The two other arms of the trial of immunotherapy treatments and we know immunotherapy has been already shown to have some positive benefits in patients with mesothelioma. That is now one of the new standards of care or most recently FDA approved in the frontline. We’re interested still in the relapse setting and we’re looking at two novel combinations. One is with what is known as a AXL inhibitor, which is predicted to have a favorable synergistic interaction when combined with an anti-PD-1 inhibitor. So, we’re looking at a drug called bemcentinib with pembrolizumab in arm three. And arm four we’re using a more evidenced-based combination, which is the use of the VEGF inhibitor and an anti-PD-L1 inhibitor atezolizumab. So those two will be combined in four and in five, which is due to open very shortly we’re taking arm one drug, which is the PARP inhibitor, and combining that with immunotherapy. So, it’s almost evolving the therapy actually or taking what we think are positive results and now trying to think about rational synergistic interactions for that fifth arm.

You mentioned the three stages, and this is extremely important because what we want to do is select patients either based on the molecular makeup of their tumor. So BAP1, BRCA1, p16ink4a, these are for arms one and two. For arm five, what we’ll be doing is only selecting patients who have had shrinkage or stabilization of their cancers with chemotherapy, because that’s a very useful predictor for when the PARP inhibitor is going to work at all.

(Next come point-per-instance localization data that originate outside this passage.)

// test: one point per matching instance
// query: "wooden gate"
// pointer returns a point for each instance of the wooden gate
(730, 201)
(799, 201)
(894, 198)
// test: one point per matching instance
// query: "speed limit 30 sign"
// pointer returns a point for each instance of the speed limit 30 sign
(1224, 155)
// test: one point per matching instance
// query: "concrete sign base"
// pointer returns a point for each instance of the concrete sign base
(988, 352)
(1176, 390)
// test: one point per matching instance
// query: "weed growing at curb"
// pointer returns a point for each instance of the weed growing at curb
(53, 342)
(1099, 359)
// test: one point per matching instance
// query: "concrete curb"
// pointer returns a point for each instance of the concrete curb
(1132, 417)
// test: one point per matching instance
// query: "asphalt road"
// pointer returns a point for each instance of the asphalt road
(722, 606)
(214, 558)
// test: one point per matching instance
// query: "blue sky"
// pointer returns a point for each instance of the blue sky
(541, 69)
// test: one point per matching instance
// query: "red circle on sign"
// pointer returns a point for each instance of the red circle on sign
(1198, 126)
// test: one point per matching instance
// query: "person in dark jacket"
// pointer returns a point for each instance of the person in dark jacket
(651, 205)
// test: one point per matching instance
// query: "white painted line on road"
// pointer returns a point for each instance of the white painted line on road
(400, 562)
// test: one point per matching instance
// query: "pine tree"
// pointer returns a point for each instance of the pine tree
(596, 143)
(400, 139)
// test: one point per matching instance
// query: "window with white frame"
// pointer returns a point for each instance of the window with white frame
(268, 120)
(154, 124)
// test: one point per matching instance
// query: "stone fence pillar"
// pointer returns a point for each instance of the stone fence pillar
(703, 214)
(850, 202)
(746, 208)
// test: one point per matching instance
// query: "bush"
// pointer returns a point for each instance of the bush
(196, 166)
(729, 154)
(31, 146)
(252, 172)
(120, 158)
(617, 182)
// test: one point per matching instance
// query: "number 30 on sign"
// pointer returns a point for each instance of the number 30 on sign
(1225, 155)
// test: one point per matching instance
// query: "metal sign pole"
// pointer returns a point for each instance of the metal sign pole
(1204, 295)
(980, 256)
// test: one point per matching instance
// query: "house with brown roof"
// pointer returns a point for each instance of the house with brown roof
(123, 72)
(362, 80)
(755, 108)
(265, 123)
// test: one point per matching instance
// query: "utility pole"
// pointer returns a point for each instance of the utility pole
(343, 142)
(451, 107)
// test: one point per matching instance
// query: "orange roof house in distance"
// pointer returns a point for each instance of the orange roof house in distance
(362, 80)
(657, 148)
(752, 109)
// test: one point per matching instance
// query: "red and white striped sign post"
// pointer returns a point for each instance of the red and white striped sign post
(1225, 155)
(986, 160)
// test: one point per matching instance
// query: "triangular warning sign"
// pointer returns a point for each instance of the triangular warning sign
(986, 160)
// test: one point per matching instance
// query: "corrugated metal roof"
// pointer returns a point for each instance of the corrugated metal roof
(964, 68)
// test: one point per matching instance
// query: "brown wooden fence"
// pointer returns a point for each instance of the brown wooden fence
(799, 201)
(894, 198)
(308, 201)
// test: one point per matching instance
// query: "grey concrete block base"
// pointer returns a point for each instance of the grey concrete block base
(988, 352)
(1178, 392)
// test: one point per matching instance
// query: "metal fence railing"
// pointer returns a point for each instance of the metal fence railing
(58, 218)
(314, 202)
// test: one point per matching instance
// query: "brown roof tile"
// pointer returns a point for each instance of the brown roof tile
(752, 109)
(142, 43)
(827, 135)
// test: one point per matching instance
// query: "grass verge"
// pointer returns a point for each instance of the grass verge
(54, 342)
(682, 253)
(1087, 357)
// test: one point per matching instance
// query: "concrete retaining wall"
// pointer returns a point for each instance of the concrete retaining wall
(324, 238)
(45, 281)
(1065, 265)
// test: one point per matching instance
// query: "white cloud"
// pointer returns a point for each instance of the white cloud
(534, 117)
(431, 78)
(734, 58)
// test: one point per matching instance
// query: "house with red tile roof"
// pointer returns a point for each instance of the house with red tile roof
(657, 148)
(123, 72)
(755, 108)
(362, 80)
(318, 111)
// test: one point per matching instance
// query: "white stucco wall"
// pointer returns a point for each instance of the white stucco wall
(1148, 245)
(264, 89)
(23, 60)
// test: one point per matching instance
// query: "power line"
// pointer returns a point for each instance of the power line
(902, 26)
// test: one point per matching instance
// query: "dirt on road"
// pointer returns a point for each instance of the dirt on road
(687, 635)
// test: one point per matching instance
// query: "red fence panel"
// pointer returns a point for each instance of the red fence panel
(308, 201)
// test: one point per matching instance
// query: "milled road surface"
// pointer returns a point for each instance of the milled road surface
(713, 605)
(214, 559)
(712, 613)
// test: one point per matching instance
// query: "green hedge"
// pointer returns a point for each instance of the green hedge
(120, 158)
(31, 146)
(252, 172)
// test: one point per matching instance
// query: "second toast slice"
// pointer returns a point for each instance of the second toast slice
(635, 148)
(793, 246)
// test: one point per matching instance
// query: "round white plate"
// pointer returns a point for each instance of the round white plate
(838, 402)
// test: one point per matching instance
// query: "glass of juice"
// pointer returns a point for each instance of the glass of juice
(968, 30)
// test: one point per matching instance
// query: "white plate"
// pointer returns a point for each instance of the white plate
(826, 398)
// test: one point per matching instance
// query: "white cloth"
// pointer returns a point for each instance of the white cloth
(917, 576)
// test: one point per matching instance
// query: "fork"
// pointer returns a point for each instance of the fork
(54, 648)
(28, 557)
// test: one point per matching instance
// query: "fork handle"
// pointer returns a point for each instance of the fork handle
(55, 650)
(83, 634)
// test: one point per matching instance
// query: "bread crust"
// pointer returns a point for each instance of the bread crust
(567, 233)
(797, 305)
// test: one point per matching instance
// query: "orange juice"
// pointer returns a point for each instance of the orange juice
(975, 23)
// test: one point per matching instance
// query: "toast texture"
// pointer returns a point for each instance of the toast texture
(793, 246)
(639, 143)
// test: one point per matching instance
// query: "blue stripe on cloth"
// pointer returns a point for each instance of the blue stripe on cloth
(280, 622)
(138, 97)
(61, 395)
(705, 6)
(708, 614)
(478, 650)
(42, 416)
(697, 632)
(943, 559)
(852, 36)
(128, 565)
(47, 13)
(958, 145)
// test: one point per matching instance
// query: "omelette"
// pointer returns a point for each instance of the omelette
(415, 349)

And so yes, we have this first stage of really patient identification where we receive the tissue blocks into our translational hub. We’ll do the molecular profiling of all the patients and then in stage two, they’ll get their treatment, we measure their clinical activity and then in stage three, which is most exciting to me actually, is that we will be able to now look in great detail at the genetics of these tumors and begin to start correlating drug response with the genotype of the patients. So we’re able to now, with technological advances, to conduct whole exome sequencing of these patients tumors and use machine learning now to try and see whether we can build some sort of model or pattern of responders versus non-responders.

And by correlating this with other experiments in the lab, for example, in cells, in patient derived explants, we believe we can generate some form of universal model to predict sensitivity. So, that third bit is still critical to the whole, you know personalized therapy story, and this often, often gets missed – that wasn’t a pun, sorry. We have many trials which have happened over the years where you know drugs, very unusual drugs actually, very interesting drugs have shown partial responses, really good activity in the minority of patients. We just haven’t had the biology to give us any indication as to why that happened and in thinking about future development, randomized trials, really trying to maximize benefit for a particular drug and understanding of that drug-gene interaction is absolutely key. So, that’s stage three.

And the final thing to say is that for the immuno studies, there’s a big interest at the moment in the bowel microbiome. So, these are bacterial within the gut. There is a lot of published data now that’s come out in the last few years suggesting that the composition diversity of gut microbiome, this flora in the bowel, has a profound influence on whether immunotherapies work and so we’re sequencing, we’re conducting 16S rRNA sequencing of bowel flora in arms three and four. We’ll be correlating mass as well in stage three, to see if that has a meaningful effect for predicting outcomes.